Predicting risk for trauma patients using static and dynamic information from the MIMIC III database

• Published in: PloS one Vol. 17; no. 1; p. e0262523
• Main Authors: Tsiklidis, Evan J, Sinno, Talid, Diamond, Scott L
• Format: Journal Article
• Language: English
• Published: United States Public Library of Science 19.01.2022; Public Library of Science (PLoS)
• Subjects: Adult; Age; Aged; Algorithms; Blood pressure; Clinical outcomes; Computer and Information Sciences; Critically ill; Data Management - methods; Databases, Factual; Datasets; Electronic Health Records; Electronic medical records; Electronic records; Engineering; Female; Gender; Health aspects; Health risks; Heart rate; Hospital Mortality - trends; Hospital patients; Hospitalization - statistics & numerical data; Hospitalization - trends; Humans; Injury Severity Score; Intensive care; Intensive Care Units - statistics & numerical data; Machine Learning; Male; Medical records; Medicine and Health Sciences; Middle Aged; Mortality; Ordinary differential equations; Patients; Physical Sciences; Prediction models; Probability; Prognosis; Research and Analysis Methods; Retrospective Studies; Risk Assessment - methods; Risk Factors; Risk groups; Risk management; ROC Curve; Standard deviation; Survival; Training; Trauma; Variables; Windows (intervals); Wounds and injuries; United States; United States > US
• ISSN: 1932-6203; 1932-6203
• DOI: 10.1371/journal.pone.0262523

Risk quantification algorithms in the ICU can provide (1) an early alert to the clinician that a patient is at extreme risk and (2) help manage limited resources efficiently or remotely.

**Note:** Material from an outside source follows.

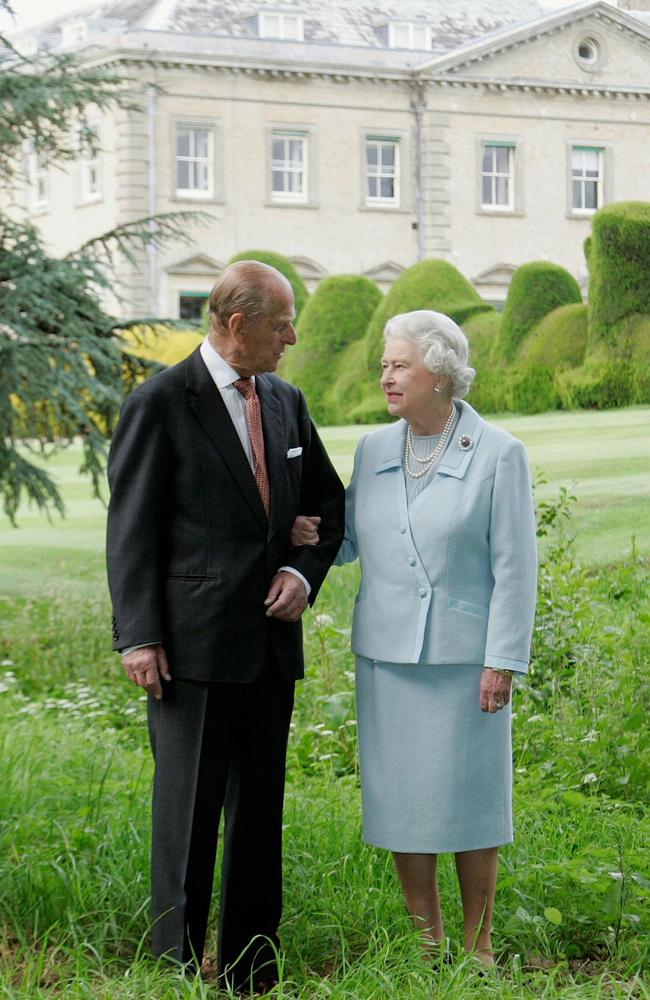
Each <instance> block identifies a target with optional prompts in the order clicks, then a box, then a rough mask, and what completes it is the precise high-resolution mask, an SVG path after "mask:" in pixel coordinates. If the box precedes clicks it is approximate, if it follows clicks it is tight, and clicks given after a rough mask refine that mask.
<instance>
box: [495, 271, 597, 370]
mask: <svg viewBox="0 0 650 1000" xmlns="http://www.w3.org/2000/svg"><path fill="white" fill-rule="evenodd" d="M572 302H575V303H581V302H582V295H581V294H580V287H579V285H578V282H577V281H576V280H575V278H574V277H573V276H572V275H571V274H569V272H568V271H566V270H565V269H564V268H563V267H560V266H559V264H552V263H550V261H544V260H540V261H531V262H530V263H528V264H522V266H521V267H518V268H517V270H516V271H515V273H514V275H513V277H512V281H511V283H510V288H509V290H508V298H507V300H506V304H505V308H504V310H503V317H502V320H501V328H500V330H499V337H498V339H497V341H496V344H495V355H494V360H496V361H499V362H502V363H506V364H508V363H511V362H513V361H514V360H515V358H516V357H517V353H518V351H519V348H520V345H521V343H522V342H523V340H524V339H525V338H526V336H527V334H529V333H530V331H531V330H532V329H533V327H535V326H537V324H538V323H539V322H540V320H541V319H543V317H544V316H546V315H547V314H548V313H550V312H551V311H552V310H553V309H556V308H557V307H558V306H562V305H568V304H569V303H572Z"/></svg>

With electronic health records, large data sets allow the training of predictive models to quantify patient risk. A gradient boosting classifier was trained to predict high-risk and low-risk trauma patients, where patients were labeled high-risk if they expired within the next 10 hours or within the last 10% of their ICU stay duration. The MIMIC-III database was filtered to extract 5,400 trauma patient records (526 non-survivors) each of which contained 5 static variables (age, gender, etc.) and 28 dynamic variables (e.g., vital signs and metabolic panel). Training data was also extracted from the dynamic variables using a 3-hour moving time window whereby each window was treated as a unique patient-time fragment. We extracted the mean, standard deviation, and skew from each of these 3-hour fragments and included them as inputs for training. Additionally, a survival metric upon admission was calculated for each patient using a previously developed National Trauma Data Bank (NTDB)-trained gradient booster model. The final model was able to distinguish between high-risk and low-risk patients to an AUROC of 92.9%, defined as the area under the receiver operator characteristic curve. Importantly, the dynamic survival probability plots for patients who die appear considerably different from those who survive, an example of reducing the high dimensionality of the patient record to a single trauma trajectory.